The Sea is an unrelenting mistress; it brooks no dawdling and provides no quarter for exculpation. The author, having commanded an Aircraft Carrier and a Fleet, notes a host of disquieting points that stand out in this sordid affair: Firstly, the outrageous levels of incompetent and unsolicited political interference in the operational control of a warship and the willing compliance of the Naval hierarchy. Secondly, the appalling indecisiveness of the chain of command. Why was it that the first-response, a traditional function of the man at sea, took all of 8 days (22 Mar-30 Mar) to engineer? Lastly it is perplexing how readily the chain of command was violated and the Captain so brazenly annexed authority to second guess the reaction of his immediate superior Rear Admiral Baker.

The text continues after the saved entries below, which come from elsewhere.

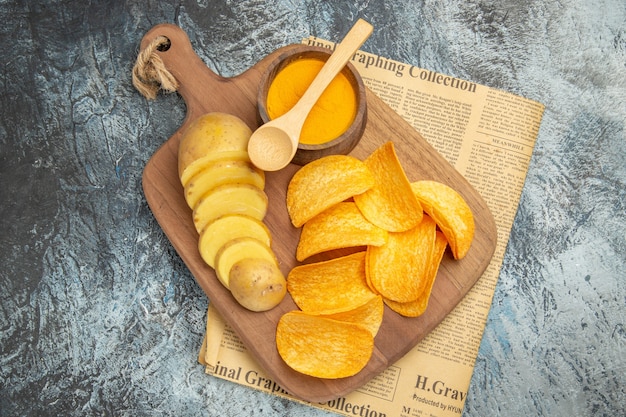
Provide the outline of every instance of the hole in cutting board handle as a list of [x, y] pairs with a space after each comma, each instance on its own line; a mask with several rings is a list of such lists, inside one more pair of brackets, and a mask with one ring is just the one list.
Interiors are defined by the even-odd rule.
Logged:
[[159, 52], [166, 52], [172, 46], [172, 41], [167, 36], [164, 36], [164, 35], [162, 36], [165, 38], [165, 42], [160, 43], [156, 49]]

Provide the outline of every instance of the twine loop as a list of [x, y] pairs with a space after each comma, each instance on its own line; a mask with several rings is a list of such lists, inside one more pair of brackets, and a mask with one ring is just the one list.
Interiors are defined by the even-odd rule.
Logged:
[[157, 51], [166, 51], [170, 47], [166, 36], [157, 36], [146, 48], [139, 52], [133, 66], [133, 85], [147, 99], [154, 100], [162, 89], [172, 93], [178, 89], [178, 81], [165, 68]]

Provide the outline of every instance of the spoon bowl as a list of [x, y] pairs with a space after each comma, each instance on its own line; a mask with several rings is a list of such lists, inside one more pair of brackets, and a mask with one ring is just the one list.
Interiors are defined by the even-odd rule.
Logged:
[[260, 126], [252, 134], [248, 143], [248, 154], [257, 167], [264, 171], [277, 171], [292, 161], [298, 149], [302, 125], [309, 112], [372, 30], [372, 25], [359, 19], [291, 110]]
[[[288, 132], [280, 123], [273, 124], [270, 121], [264, 124], [254, 132], [256, 145], [250, 146], [248, 144], [250, 160], [263, 171], [278, 171], [284, 168], [291, 162], [296, 153], [298, 145], [297, 143], [295, 146], [293, 145], [293, 137], [299, 135], [299, 130], [298, 132]], [[272, 157], [268, 157], [268, 155]]]

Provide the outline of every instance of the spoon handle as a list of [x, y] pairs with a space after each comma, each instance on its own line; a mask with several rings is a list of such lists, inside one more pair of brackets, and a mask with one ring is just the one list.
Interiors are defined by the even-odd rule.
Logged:
[[373, 30], [373, 26], [365, 20], [359, 19], [356, 21], [292, 109], [294, 110], [294, 115], [306, 115], [311, 111], [326, 87], [346, 66], [352, 55], [369, 38]]

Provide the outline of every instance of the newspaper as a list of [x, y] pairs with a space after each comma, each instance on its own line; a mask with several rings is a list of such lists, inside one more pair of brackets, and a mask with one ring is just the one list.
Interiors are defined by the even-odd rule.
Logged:
[[[315, 37], [303, 43], [334, 48]], [[495, 217], [498, 243], [478, 282], [422, 342], [345, 397], [308, 404], [346, 416], [460, 416], [544, 106], [366, 52], [351, 62], [364, 83], [481, 193]], [[302, 402], [264, 375], [210, 305], [199, 360], [208, 374]]]

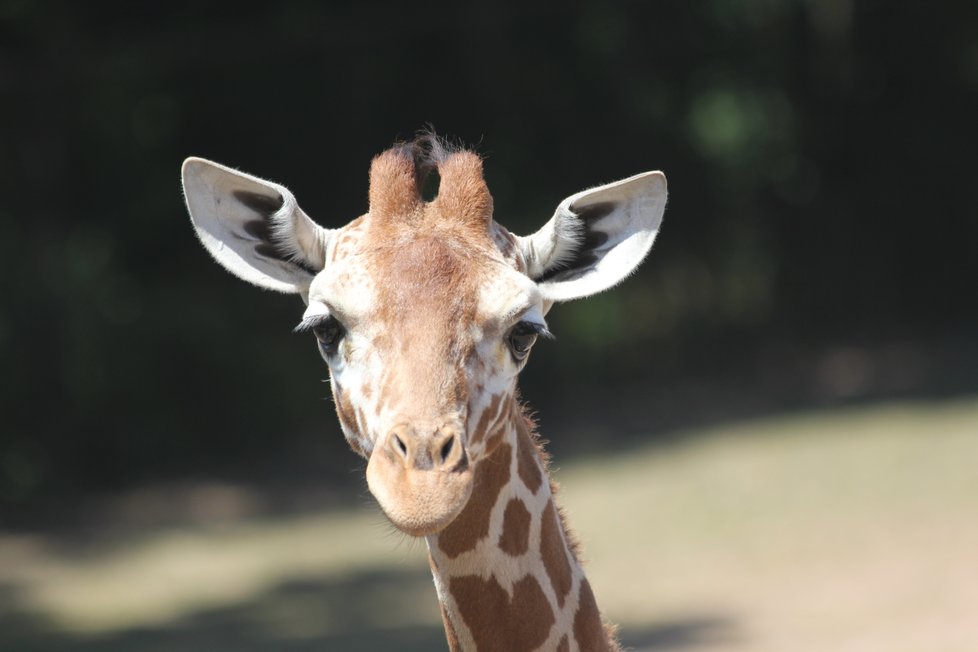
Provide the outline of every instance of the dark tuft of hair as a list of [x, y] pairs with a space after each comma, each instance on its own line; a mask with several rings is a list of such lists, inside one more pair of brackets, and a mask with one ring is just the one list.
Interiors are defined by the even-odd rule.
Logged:
[[419, 191], [425, 187], [428, 177], [439, 165], [452, 154], [466, 149], [460, 141], [439, 136], [431, 125], [418, 131], [413, 140], [398, 143], [394, 148], [401, 156], [414, 162], [414, 178]]

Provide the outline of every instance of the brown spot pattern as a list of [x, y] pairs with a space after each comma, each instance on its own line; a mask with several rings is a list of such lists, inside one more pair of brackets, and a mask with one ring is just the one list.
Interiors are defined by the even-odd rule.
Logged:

Of course, the Captain is responsible for the safety of his ship’s company and “sailors do not (indeed) need to die” so, what action did he take (for crying out aloud) other than release snivelling e-mails that  neither have the vitality nor the gravitas to stimulate a vigorous response.

Whatever became of the much cherished US naval chain of command? Was it sacrificed on the altar of the Supreme Commander’s view in the fall out of what he calls the “Wuhan Virus”… after all as reports suggest were the Presidents courtiers all too blind to the realities of command of an aircraft carrier.